Critique | Livres

Été: Ali Smith boucle ses quatre saisons britanniques

4 / 5
Ali Smith © Aliin Ferrara

Ali Smith, éditions Grasset

Été

368 pages

4 / 5
Fabrice Delmeire Journaliste

Sasha et Robert, 16 et 13 ans, font l’expérience du confinement à Brighton avec leur mère célibataire. La rencontre avec un couple d’écrivains travaillant sur les formes dans l’art et la nature vient aiguillonner les convictions des ados en révolte. “L’art saturé d’inconscient agit comme un rêve compensatoire: il tente de rééquilibrer et de traiter des problèmes profondément enracinés.Difficile à résumer, le livre d’Ali Smith emprunte son titre fil rouge tantôt comme une route, tantôt comme un socle.
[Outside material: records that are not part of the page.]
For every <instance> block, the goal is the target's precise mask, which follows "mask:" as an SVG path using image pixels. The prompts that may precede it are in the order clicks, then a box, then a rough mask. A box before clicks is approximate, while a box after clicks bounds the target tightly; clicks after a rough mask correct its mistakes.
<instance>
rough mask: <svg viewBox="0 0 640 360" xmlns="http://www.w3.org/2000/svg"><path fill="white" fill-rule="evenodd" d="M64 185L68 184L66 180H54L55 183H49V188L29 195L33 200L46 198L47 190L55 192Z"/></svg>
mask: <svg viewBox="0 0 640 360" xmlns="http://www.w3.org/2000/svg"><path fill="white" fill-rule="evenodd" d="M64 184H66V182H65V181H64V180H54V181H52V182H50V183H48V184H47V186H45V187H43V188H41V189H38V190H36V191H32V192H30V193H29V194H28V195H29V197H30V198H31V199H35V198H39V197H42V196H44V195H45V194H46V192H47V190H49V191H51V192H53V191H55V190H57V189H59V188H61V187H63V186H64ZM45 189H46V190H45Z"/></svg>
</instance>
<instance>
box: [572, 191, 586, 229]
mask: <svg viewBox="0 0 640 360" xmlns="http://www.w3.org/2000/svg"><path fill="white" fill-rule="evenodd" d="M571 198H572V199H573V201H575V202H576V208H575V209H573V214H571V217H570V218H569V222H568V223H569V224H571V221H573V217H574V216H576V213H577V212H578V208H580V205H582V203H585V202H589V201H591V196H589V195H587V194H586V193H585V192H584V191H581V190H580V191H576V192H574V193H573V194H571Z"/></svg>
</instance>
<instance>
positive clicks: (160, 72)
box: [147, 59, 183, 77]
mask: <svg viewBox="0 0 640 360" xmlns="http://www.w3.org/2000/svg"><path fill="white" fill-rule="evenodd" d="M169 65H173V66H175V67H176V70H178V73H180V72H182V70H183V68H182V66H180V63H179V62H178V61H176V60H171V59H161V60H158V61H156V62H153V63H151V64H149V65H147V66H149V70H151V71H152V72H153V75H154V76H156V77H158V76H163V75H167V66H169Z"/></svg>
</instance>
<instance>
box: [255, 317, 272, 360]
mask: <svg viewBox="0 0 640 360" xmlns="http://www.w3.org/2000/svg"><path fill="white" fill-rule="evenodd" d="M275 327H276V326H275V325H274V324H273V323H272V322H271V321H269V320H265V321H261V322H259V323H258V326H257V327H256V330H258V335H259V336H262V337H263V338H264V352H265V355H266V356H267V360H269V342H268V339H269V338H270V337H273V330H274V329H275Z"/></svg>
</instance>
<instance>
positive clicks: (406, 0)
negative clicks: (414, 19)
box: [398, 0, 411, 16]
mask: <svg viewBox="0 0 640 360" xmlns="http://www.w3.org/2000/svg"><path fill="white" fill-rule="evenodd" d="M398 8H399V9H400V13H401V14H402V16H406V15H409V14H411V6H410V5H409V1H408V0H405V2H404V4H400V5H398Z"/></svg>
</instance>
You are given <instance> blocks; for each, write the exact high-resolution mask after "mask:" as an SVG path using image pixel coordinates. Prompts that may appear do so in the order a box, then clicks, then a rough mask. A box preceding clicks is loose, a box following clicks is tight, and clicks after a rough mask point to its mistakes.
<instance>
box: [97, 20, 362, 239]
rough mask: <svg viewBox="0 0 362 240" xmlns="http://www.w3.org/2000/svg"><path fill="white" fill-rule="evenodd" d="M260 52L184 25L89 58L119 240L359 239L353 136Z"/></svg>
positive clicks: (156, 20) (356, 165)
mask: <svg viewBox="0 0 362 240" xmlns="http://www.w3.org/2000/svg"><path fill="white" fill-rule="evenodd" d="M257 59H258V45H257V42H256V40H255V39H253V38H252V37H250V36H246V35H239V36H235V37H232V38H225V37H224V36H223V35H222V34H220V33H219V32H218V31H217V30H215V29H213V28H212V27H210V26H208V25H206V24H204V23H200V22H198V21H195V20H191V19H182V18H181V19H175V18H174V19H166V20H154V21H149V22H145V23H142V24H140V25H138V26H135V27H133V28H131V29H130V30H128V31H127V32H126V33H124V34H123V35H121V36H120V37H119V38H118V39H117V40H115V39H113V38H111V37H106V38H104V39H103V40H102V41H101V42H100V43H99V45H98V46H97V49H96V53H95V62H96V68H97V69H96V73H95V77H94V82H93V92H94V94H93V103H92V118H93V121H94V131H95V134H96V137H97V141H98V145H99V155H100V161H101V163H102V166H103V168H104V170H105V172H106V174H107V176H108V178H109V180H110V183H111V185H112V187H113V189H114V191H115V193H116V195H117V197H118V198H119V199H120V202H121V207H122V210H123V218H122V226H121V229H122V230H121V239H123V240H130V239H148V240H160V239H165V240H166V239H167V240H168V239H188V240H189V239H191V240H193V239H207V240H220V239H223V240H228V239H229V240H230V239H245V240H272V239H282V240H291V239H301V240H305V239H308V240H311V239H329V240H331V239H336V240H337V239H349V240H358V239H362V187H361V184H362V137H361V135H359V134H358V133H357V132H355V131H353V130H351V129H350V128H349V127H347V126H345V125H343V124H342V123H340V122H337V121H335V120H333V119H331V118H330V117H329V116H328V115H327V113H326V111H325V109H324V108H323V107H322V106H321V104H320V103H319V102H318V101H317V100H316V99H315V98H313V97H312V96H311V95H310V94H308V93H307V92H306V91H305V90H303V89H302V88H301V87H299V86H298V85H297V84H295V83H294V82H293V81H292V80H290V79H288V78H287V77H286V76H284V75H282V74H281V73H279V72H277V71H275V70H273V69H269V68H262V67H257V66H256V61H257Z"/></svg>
L’été s’y décline en propositions surprenantes. Débutant mezzo forte, ce roman vagabond essaime bientôt du côté des rafles et de l’internement au Royaume-Uni durant la Seconde Guerre mondiale… Pour mieux revenir à la situation actuelle des migrants en centre de rétention. S’il s’inscrit dans un cycle romanesque autour du Brexit, ce volume estival se parcourt indépendamment, aussi libre que sa forme. Sans chercher à “faire des phrases”, l’imbrication des récits et temporalités dessine une fresque du monde comme il va, avec ses soubresauts et ses renoncements, mais toujours brossée avec subtilité, empathie, jusque dans ses révoltes. Aux passing-shots du roman à thèse, le style de l’Écossaise privilégie les lobs et les amortis. Il sera question du génie d’Einstein, de Franz Kafka et du vol des martinets annonçant le retour de l’été. Lequel ne brille pas qu’au dehors mais aussi, parfois, à l’intérieur d’une belle rencontre, avec un inconnu et le moment présent. Ici, un livre: iconoclaste, subtil, tentaculaire. “Un livre devrait être une hache qui sert à briser la mer gelée en nous.” Une réussite!